Heroes are Hard To Find (1974)


 
1. Heroes are Hard to Find 2. Coming Home 3. Angel 4. Bermuda Triangle 5. Come a Little Bit Closer 6. She's Changing Me 7. Bad Loser 8. Silver Heels 9. Proove Your Love 10.Born Enchanter 11.Safe Harbour

 

By the time Heroes Are Hard to Find appeared in 1974, Fleetwood Mac had become a band in permanent transit—musically, geographically, and personally. Lineup volatility was by now a given, and the latest casualty was guitarist Bob Weston, whose affair with Mick Fleetwood’s wife didn’t so much raise eyebrows as reinforce a pattern: if you stayed in Fleetwood Mac long enough, something was bound to go off the rails.

This left the band as a pared-down quartet—Mick Fleetwood and John McVie holding the ever-reliable rhythmic fort, with Bob Welch and Christine McVie left to helm the songwriting duties. It was a logical enough arrangement; after all, Welch and McVie had been the creative center of the group for several albums by this point. And yet, Heroes Are Hard to Find, Welch’s final contribution to the Mac catalogue, is also the least essential of his tenure. The problem isn’t effort. It’s inspiration—or the curious lack thereof. Despite maintaining the band's well-honed melodic sensibility and lightly psychedelic atmosphere, most of the songs here fall somewhere between pleasant and puzzling.

Welch, long known for his astral tendencies, here pushes things to the edge of conceptual coherence. Coming Home sounds like a transmission from deep space—a chant to an unknown galaxy rather than a coherent pop tune. One begins to wonder if Welch was still writing songs for a rock band or attempting to communicate with extraterrestrials. Bermuda Triangle (yes, that’s the actual title) continues in this vein, draped in cosmic paranoia and watery metaphors. His earlier work, though occasionally cryptic, still felt grounded. Here, he seems untethered—adrift in the very mythologies he's invoking.

McVie, usually a reliable source of warm, tuneful pop, falters slightly. The title track opens the album with blaring horns—an uncharacteristic flourish that feels entirely out of place. Fleetwood Mac had dabbled in many styles, but brass sections were rarely part of their vocabulary, and with good reason. The track never quite recovers from the mismatch. Bad Loser, elsewhere on the record, is so steeped in Welch’s sonic mood that it’s easy to mistake it for his own until McVie’s unmistakable voice finally materializes.

And yet, buried in the muddle are glimpses of the band’s inherent strengths. Welch contributes Angel, a rare moment of clarity and structure—melodically assured, emotionally accessible, and almost refreshingly earthbound. It’s not a masterpiece, but it proves he could still write compelling songs when he chose to stay within orbit.

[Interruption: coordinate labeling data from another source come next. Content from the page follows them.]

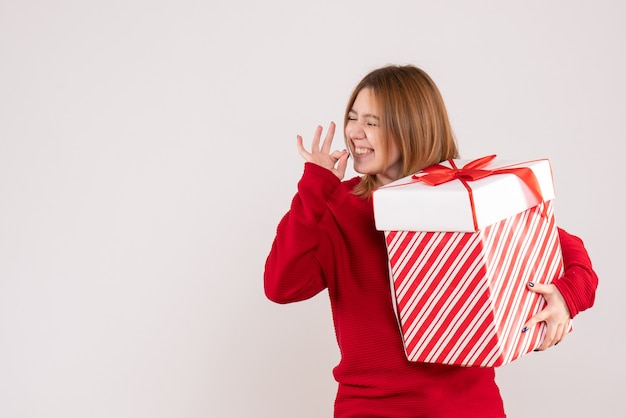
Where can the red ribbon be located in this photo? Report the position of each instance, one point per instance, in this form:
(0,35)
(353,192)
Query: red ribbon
(438,174)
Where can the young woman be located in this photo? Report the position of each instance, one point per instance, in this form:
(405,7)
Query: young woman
(395,125)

McVie also redeems herself with Come a Little Bit Closer, a sweeping, beautifully arranged ballad that easily sits alongside her best work from Mystery to Me. Its lush, confident arrangement is exactly the kind of song the album needed more of. Prove Your Love is less impressive, but still manages to rise above the general haze—pleasant, if not particularly memorable.

As a whole, Heroes Are Hard to Find feels like a band reaching the end of a chapter. The experimentation lacks the charm of previous efforts, and the cohesion of Bare Trees or Mystery to Me is sorely missed. Welch and McVie sound weary—not yet burned out, but clearly in need of reinvention. The songs aren’t poor so much as indistinct. One finishes the album with the sense that the band had ideas, but no longer the energy to fully realize them.

Of course, no one could have guessed what would happen next. Just a year later, a seismic shift would bring Lindsey Buckingham and Stevie Nicks into the fold, catapulting Fleetwood Mac into pop mythology. But Heroes Are Hard to Find marks the final breath of the transitional years—a curious, often meandering album that closes one of the band’s strangest and most exploratory chapters.